Nous allons commencer à imaginer de nouvelles façons de conduire.
— Philippe Bonnifait, directeur du laboratoire Heudiasyc
En attendant la généralisation de ces systèmes de communication V2V (vehicle-to-vehicle), les équipes mettent en avant l’intérêt de faire coopérer les voitures autonomes avec une infrastructure intelligente dans les zones dites complexes: endroits à faible visibilité, portions de routes où les accidents se produisent fréquemment... "Le but n’est pas de mettre des caméras partout", nuance Philippe Xu. "L’avantage de l’infrastructure est de pouvoir certifier davantage les informations, puisque cela va être géré par une autorité ou un gestionnaire de voirie", ajoute le maître de conférence en évoquant les risques de cyberattaques.
Simon Chodorge La vitesse de la voiture autonome a été bridée à 50 km/h.

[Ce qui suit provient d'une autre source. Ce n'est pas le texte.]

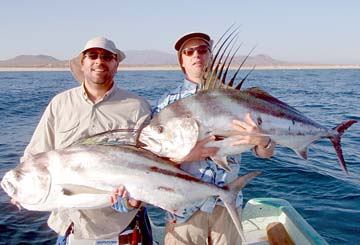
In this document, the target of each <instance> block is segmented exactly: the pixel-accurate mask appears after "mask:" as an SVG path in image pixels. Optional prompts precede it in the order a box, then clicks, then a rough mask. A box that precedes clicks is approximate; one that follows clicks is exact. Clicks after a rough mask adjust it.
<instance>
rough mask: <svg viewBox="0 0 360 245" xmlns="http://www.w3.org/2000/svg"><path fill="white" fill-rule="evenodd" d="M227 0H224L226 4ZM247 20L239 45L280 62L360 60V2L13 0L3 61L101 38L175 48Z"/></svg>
mask: <svg viewBox="0 0 360 245" xmlns="http://www.w3.org/2000/svg"><path fill="white" fill-rule="evenodd" d="M220 2H221V3H220ZM232 23H236V24H238V25H240V29H241V35H240V39H241V41H243V42H244V45H243V47H242V48H241V50H240V53H241V54H246V53H247V52H248V51H249V50H250V49H251V48H252V47H254V46H257V48H256V49H255V52H254V53H253V54H266V55H270V56H271V57H273V58H274V59H279V60H284V61H295V62H313V63H327V64H360V29H359V25H360V1H356V0H352V1H346V0H344V1H339V0H337V1H332V0H328V1H325V0H324V1H323V0H321V1H316V0H311V1H310V0H302V1H265V0H263V1H260V0H259V1H256V0H252V1H250V0H249V1H242V0H231V1H226V0H222V1H211V0H208V1H203V0H182V1H181V0H177V1H171V0H159V1H156V0H152V1H151V0H148V1H139V0H138V1H136V0H133V1H131V0H128V1H124V0H104V1H91V0H71V1H70V0H62V1H56V2H55V1H49V0H46V1H45V0H33V1H29V0H23V1H21V0H20V1H18V0H12V1H2V3H1V8H0V25H1V27H2V28H1V46H0V60H5V59H10V58H13V57H15V56H17V55H21V54H33V55H35V54H45V55H51V56H53V57H55V58H57V59H69V58H71V57H73V56H75V55H77V53H78V52H79V51H80V50H81V49H82V47H83V46H84V44H85V42H86V41H87V40H88V39H90V38H92V37H95V36H99V35H102V36H106V37H108V38H110V39H112V40H114V41H115V43H116V44H117V46H118V47H119V48H120V49H122V50H125V51H126V50H144V49H152V50H158V51H164V52H167V53H174V52H175V51H174V50H173V44H174V42H175V41H176V40H177V38H178V37H180V36H181V35H183V34H185V33H188V32H192V31H202V32H206V33H208V34H210V35H211V36H212V37H213V39H215V40H216V39H218V38H219V37H220V36H221V34H222V33H223V32H224V31H225V30H226V29H227V28H228V27H229V26H230V25H231V24H232Z"/></svg>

Le projet Tornado est arrivé à son terme. Mais Heudiasyc va continuer de travailler avec Renault au sein du laboratoire Sivalab, une unité spécialisée dans les systèmes de localisation et de perception pour les véhicules autonomes. "Notre vision n'est pas forcément d’avoir des véhicules autonomes complets. C’est très complexe à faire. Nous voulons plutôt travailler sur des systèmes d’aide à la conduite. Dans les 10 ans qui viennent, nous allons commencer à imaginer de nouvelles façons de conduire", projette Philippe Bonnifait.